When we heat the water in the vessel, water molecules at the bottom receive heat energy and move upward. Then the molecules at the top come down and get heated. This mode of heat transfer is known as convection. Air in the atmosphere also follows the same principle while heating. Thus, the form of heat transfer from higher temperature regions to lower temperature regions by the actual movement of molecules is known as convection. Convection takes place in liquids and gases.
Convection is the movement of fluid (liquid and gas) molecules from higher temperature regions to lower temperature regions.
The following are some examples of convection in daily life.
- Boiling of water - the molecules with the higher density move at the bottom (Coldwater). In contrast, the less dense molecules (Hot water) move upwards, resulting in the circular motion of the molecules so that water gets heated.

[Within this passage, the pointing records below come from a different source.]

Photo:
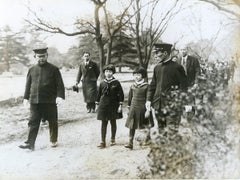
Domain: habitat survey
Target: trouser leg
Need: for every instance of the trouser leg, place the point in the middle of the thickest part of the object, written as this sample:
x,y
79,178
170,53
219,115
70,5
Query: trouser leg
x,y
113,129
92,106
104,130
34,124
131,136
161,123
53,130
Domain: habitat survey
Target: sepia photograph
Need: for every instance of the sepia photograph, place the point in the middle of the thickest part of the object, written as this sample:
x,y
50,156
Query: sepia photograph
x,y
119,89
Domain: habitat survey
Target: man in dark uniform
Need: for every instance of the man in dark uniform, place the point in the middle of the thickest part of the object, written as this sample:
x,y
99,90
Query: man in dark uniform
x,y
192,70
168,78
44,91
88,72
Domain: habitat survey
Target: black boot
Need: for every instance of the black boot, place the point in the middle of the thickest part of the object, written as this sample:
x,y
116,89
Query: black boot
x,y
129,146
27,146
102,145
131,137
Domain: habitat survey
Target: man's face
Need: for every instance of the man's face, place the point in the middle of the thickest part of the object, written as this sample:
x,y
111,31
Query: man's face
x,y
108,73
160,56
137,76
42,58
86,57
183,51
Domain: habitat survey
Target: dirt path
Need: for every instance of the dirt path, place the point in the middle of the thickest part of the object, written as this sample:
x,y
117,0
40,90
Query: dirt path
x,y
76,156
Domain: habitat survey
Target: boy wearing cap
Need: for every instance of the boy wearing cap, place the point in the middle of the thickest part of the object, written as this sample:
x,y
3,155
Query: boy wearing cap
x,y
44,91
167,77
109,104
88,72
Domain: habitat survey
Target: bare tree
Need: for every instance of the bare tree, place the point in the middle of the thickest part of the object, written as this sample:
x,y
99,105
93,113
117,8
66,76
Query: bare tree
x,y
231,7
84,27
146,31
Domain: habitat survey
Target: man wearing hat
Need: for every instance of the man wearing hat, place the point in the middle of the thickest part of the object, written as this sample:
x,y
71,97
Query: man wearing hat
x,y
168,77
44,91
88,72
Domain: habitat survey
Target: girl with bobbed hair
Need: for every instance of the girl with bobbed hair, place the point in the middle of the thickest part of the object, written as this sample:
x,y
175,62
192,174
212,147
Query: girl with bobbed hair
x,y
136,105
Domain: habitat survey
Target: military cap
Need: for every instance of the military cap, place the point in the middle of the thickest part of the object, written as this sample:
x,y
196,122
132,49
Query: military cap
x,y
141,71
162,47
75,88
40,49
110,67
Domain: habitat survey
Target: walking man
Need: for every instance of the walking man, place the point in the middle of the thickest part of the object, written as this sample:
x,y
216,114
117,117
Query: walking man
x,y
191,66
44,91
88,72
168,78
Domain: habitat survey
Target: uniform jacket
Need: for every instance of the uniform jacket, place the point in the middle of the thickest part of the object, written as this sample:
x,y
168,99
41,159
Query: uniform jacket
x,y
110,95
165,76
192,69
44,83
88,73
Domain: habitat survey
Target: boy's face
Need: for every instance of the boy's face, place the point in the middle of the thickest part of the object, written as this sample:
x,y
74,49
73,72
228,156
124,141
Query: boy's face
x,y
137,76
108,73
159,55
184,51
42,58
86,56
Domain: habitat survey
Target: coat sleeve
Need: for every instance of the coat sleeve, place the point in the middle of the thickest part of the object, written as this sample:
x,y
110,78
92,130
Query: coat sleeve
x,y
99,93
28,86
152,87
197,68
60,85
130,95
120,94
79,75
182,78
97,71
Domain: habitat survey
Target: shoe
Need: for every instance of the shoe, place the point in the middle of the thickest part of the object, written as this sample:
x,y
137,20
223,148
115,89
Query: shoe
x,y
129,146
112,143
44,123
101,145
53,144
27,146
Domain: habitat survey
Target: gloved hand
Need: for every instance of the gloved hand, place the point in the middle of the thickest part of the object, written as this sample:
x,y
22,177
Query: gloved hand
x,y
96,107
188,108
147,114
59,101
148,105
120,108
25,103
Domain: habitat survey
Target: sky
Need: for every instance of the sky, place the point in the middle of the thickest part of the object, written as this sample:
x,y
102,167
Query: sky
x,y
198,21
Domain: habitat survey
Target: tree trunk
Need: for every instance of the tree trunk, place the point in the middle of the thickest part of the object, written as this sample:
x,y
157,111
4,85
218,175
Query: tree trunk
x,y
99,40
109,51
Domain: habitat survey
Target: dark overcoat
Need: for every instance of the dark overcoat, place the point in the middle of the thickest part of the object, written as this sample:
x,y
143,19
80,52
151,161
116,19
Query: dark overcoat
x,y
136,102
89,75
110,96
166,76
44,83
192,69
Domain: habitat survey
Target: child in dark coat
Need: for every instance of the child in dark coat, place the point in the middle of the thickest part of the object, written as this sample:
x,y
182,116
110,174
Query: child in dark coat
x,y
109,104
136,102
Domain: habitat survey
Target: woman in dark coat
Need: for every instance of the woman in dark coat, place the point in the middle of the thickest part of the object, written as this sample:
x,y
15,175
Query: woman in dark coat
x,y
136,103
109,101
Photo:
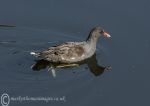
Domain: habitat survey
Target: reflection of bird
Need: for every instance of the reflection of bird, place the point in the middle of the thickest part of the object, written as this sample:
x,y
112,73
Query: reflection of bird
x,y
71,52
91,63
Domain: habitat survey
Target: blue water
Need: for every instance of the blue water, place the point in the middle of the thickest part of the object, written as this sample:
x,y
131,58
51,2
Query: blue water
x,y
41,24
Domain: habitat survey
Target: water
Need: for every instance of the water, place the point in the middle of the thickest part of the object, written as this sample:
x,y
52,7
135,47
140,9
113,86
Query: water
x,y
40,25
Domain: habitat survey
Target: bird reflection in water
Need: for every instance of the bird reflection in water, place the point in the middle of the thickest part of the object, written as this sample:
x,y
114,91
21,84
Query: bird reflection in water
x,y
90,62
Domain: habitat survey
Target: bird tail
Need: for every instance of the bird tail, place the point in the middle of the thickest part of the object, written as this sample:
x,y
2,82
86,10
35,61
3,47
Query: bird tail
x,y
36,54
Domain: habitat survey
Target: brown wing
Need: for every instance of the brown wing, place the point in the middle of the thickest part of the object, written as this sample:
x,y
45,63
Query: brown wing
x,y
63,53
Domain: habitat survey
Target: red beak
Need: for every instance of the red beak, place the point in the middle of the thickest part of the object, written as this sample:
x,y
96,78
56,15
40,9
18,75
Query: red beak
x,y
106,35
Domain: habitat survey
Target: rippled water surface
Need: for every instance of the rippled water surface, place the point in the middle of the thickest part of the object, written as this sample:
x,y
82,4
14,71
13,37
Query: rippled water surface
x,y
46,23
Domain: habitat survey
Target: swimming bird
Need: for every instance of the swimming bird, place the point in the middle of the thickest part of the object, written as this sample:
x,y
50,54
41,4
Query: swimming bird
x,y
72,52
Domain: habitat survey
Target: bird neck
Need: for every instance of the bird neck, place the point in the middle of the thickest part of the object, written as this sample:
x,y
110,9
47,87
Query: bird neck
x,y
91,40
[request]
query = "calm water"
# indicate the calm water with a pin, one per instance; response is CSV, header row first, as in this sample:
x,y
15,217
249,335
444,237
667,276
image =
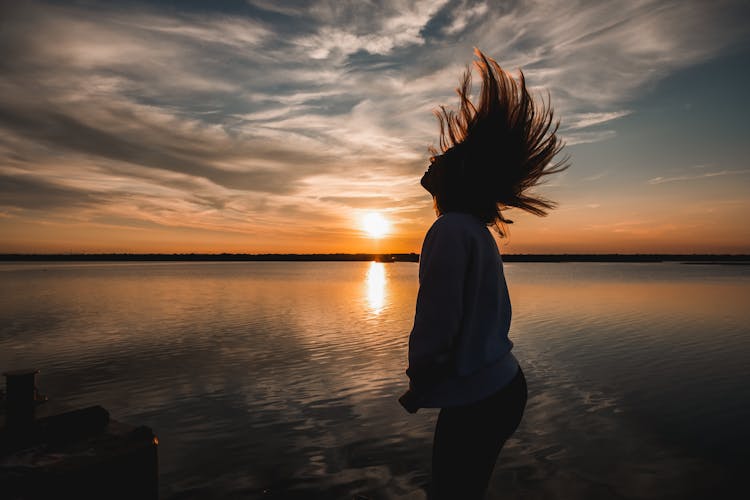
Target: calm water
x,y
279,380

- The formation of the land and sea breeze is due to the convection of air.
- Wind flows from one region to another by convection.
- In warm-blooded animals, blood circulation takes place with the help of convection, and it helps maintain the body temperature.
- In hot air balloons, heat is transferred by convection, and so the balloon raises.
- In refrigerators, cool air moves downwards and replaces the hot air because of convection.
By conduction, heat is transferred through solids, and by convection, heat is transferred through liquids and gases, but by radiation, heat can be transferred through empty space even through the vacuum. Heat energy from the Sun reaches the Earth by this form of heat transfer.
Radiation is defined as the mode of heat transfer from one place to another in the form of electromagnetic waves.
The following are some examples of radiation in daily life.
- Heat energy from the Sun reaches the Earth by radiation.
- While standing near the fire, we feel the heat which is transferred as radiation.
- Black surfaces absorb heat radiation. So that the bottom of the cooking vessels are painted black.
- The white colour reflects heat radiation. That is why we are advised to wear white clothes during summer.
Note: Heat transfer by radiation is visible to our eyes. When a substance is heated to \(500\)\(°C\), the radiation becomes visible as a dull red glow, and the skin senses the warmth. Further heating rapidly increases radiation, and its perceived colour becomes orange, yellow and finally white.